No sane person can stand it. Liberals and conservatives, Republicans and Democrats, seasoned citizens and Generation Xers alike, we’re all disgusted. Most of us still haven’t recovered from 2004—MoveOn.org vs. SwiftBoat Vets; Bush-haters and Kerry-bashers—and they’re already lining up to duke it out in ‘08. Last time we even went into extra innings in an unprecedented and unparalleled transformation of our democracy into some kind of perverse street brawl. Is anybody not cringing?
What has happened to our genteel society, our respectful disagreements, and our traditional encouragement of diverse opinions?
The goal of our Founding Fathers was “to secure our blessings for ourselves and our posterity” so they created a Constitution that established America as a nation which would be governed by the “rule of law” and not the rule of men, providing a lasting security for our rights and liberty not subject to the vagaries and avarice of individual personalities.
However, the Constitution has gradually been interpreted in such an expansive and imaginative way that there are no restraints on what our elected representatives may do. It has been transformed into a historical whimsy.
Accordingly, there is an ever-increasing percentage of the population who seek—and expect—benefits from the government in the form of such things as tax breaks, contracts, competitive protection, subsidies, retirement income, healthcare, job training, housing, cash, and all manner of other goodies.

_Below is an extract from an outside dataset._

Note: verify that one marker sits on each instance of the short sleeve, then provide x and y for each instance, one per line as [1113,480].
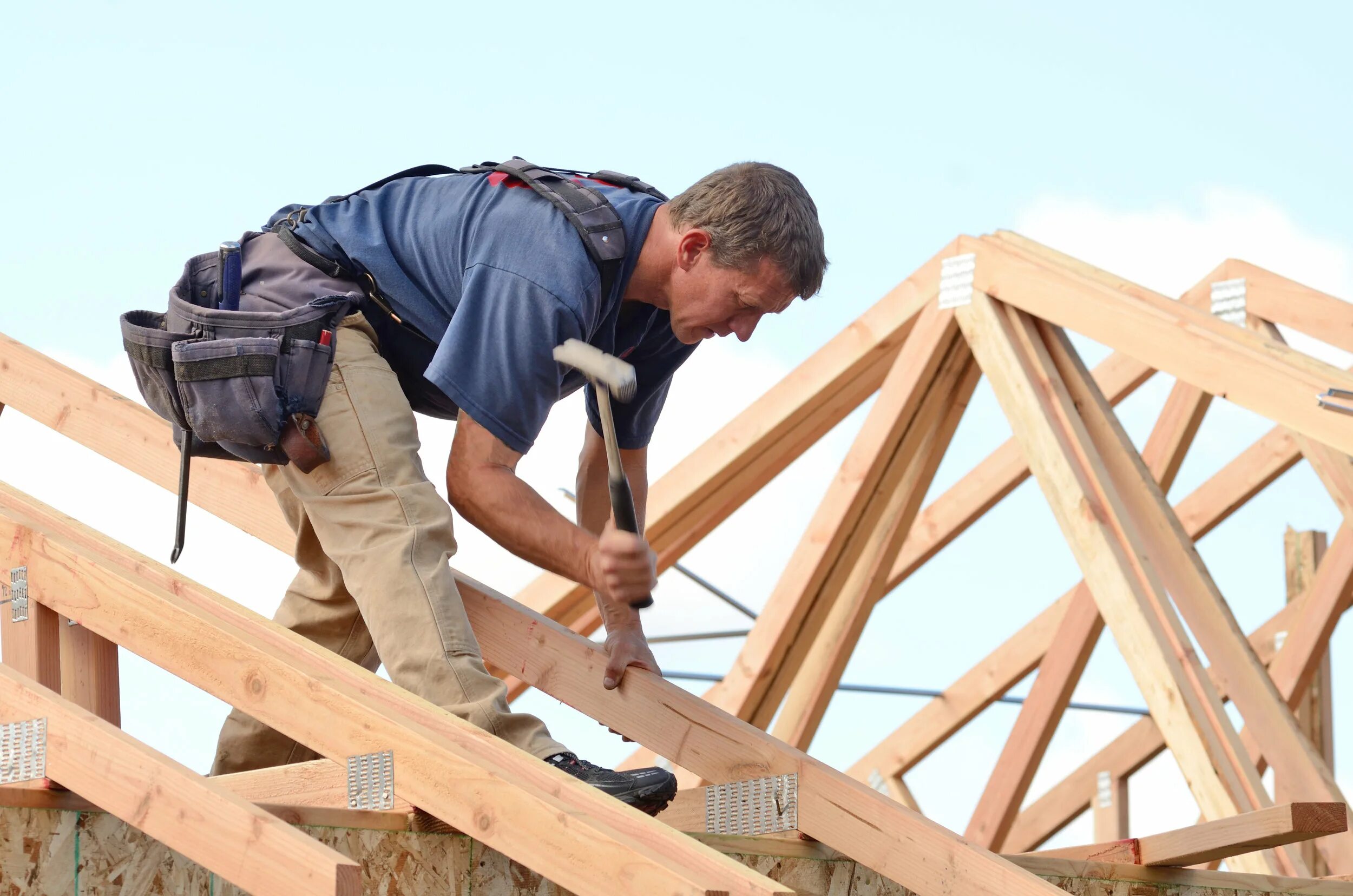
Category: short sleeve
[654,368]
[496,359]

As a result we have fostered highly-divisive conflicts among us: Class wars, racial wars, gender wars, culture wars, and generational wars. We now resemble a very unsophisticated democracy: Two wolves and a sheep voting on what’s for lunch.
Instead of the envisioned nobility of a representational republic we are today ruled by executive order, public opinion polls, focus groups, and special interests. With the power completely in the hands of elected officials, and no controls on how that power is used, elections become prizes of unimaginable magnitude for each side. Hence, the terrible campaign battles we now must endure to see who gets the prize.
The voting record of our populace is schizophrenic as it careens from one extreme to the other in search of the most satisfying benefactors. As a result, the economy bounces up and down as businesses and investors are unable to rely on a stable set of rules. We cannot let society be at the anarchistic mercy of every individual, but unbridled majority rule is incapable of safeguarding the rights of the minority. The proper balance can only be found in a strict interpretation of the Constitution.
Peace and prosperity are best achieved through personal liberty and the voluntary associations and interchange that we call the free market and civil society. We need a government, therefore, that will provide a secure environment for our individual “pursuit of happiness” and safeguard the integrity of the marketplace. Beyond that citizens must resume taking responsibility for their own lives and be accountable for their own actions. When they do, our elected representatives need only be good caretakers of the contract. Personalities become less relevant; elections become less important.
The wolves are in a frenzy, and as long as they have the power to impose their will on the sheep, the sheep is destined for a messy end.